In questo contesto, un più ambizioso respiro architettonico porta Pilacorte a concepire per l’antica pieve di San Martino a Vito d’Asio, un monumentale altare a doppio ordine raccordato da volute a un timpano: ma prima di questa impresa, Pilacorte aveva scolpito per la chiesa di San Giacomo a Clauzetto un altare a più figure, dipinto e dorato, di cui recentemente è stato recuperato nel 2017 un frammento scolpito con un angelo orante , riferito a un ‘opera documentata e datata al 1523: su un lato di quest’opera Pilacorte si firma accanto al figlio Alvise o Aloisio, unico attestato della presenza e dell’attività dunque di un figlio maschio dello scultore, presenza finora mai prima individuata.
Vito d’Asio, Pieve di San Martino. Altare. 1525/26 firmato e datato. Sul fianco sinistro “MDXXV”
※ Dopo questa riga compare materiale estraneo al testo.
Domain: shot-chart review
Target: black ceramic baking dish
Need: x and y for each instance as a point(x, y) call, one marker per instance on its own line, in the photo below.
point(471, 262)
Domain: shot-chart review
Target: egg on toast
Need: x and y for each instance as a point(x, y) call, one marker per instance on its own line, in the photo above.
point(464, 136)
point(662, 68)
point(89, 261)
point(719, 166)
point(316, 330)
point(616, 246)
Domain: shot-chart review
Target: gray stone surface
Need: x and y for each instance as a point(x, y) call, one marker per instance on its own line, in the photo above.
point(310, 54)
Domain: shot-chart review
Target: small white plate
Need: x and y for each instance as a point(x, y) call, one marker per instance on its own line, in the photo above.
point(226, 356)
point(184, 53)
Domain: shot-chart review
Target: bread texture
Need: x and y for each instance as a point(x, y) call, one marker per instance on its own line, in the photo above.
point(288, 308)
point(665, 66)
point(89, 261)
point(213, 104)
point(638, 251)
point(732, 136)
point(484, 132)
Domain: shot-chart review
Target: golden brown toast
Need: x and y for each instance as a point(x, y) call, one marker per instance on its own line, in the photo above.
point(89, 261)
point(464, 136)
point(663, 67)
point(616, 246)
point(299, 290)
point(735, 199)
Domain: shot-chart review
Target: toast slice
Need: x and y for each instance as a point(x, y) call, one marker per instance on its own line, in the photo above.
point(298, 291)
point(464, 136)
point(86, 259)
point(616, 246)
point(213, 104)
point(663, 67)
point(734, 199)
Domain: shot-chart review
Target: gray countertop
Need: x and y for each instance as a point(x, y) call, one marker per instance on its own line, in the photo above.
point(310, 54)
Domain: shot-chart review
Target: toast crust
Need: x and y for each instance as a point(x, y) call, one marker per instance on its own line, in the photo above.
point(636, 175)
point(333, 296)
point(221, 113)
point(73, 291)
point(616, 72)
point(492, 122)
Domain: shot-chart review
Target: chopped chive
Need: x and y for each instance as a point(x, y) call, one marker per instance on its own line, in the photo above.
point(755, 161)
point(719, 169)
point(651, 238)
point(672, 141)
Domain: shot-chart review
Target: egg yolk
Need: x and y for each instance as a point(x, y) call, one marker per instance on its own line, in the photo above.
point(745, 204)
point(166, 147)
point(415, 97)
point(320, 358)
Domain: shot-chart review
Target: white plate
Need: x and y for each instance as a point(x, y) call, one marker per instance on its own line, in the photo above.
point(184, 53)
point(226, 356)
Pilacorte era giunto dunque all’ultima fase della sua lunga e operosa vita di scultore suggellata da un altare nella Chiesa di Santo Stefano a Rosa, firmato e datato 1530, smembrato e ricomposto, presumibilmente la sua ultima opera realizzata: si tratta in realtà di un intervento in più fasi, che vede impegnato Pilacorte e la sua bottega in una serie di opere originariamente eseguite per la chiesa di San Giovanni di Passarizza, antica chiesa campestre distrutta dalla piena del Tagliamento, di cui fa parte una formella ad altorilievo con la decollazione del Battista, datata al 1507 ed un altare, sempre firmato da Pilacorte, datato al 1530. Le figure della Madonna col Bambino riprendono la tipologia dell’altare d’Asio, nelle avvolgenti e lineari pieghe del manto, e anche la tipologia del volto di San Giovanni Battista e dell’Evangelista Giovanni, denota la gravità pienamente cinquecentesca e plastica delle figure, ampie e monumentali. Completa l’intervento un’acquasantiera, datata al 1525, sorretta in origine da putti musicanti ora scomparsi per la manomissione del fusto, la cui coppa è scandita dalla sua tipica sequenza di teste di angeli, un po’ di maniera.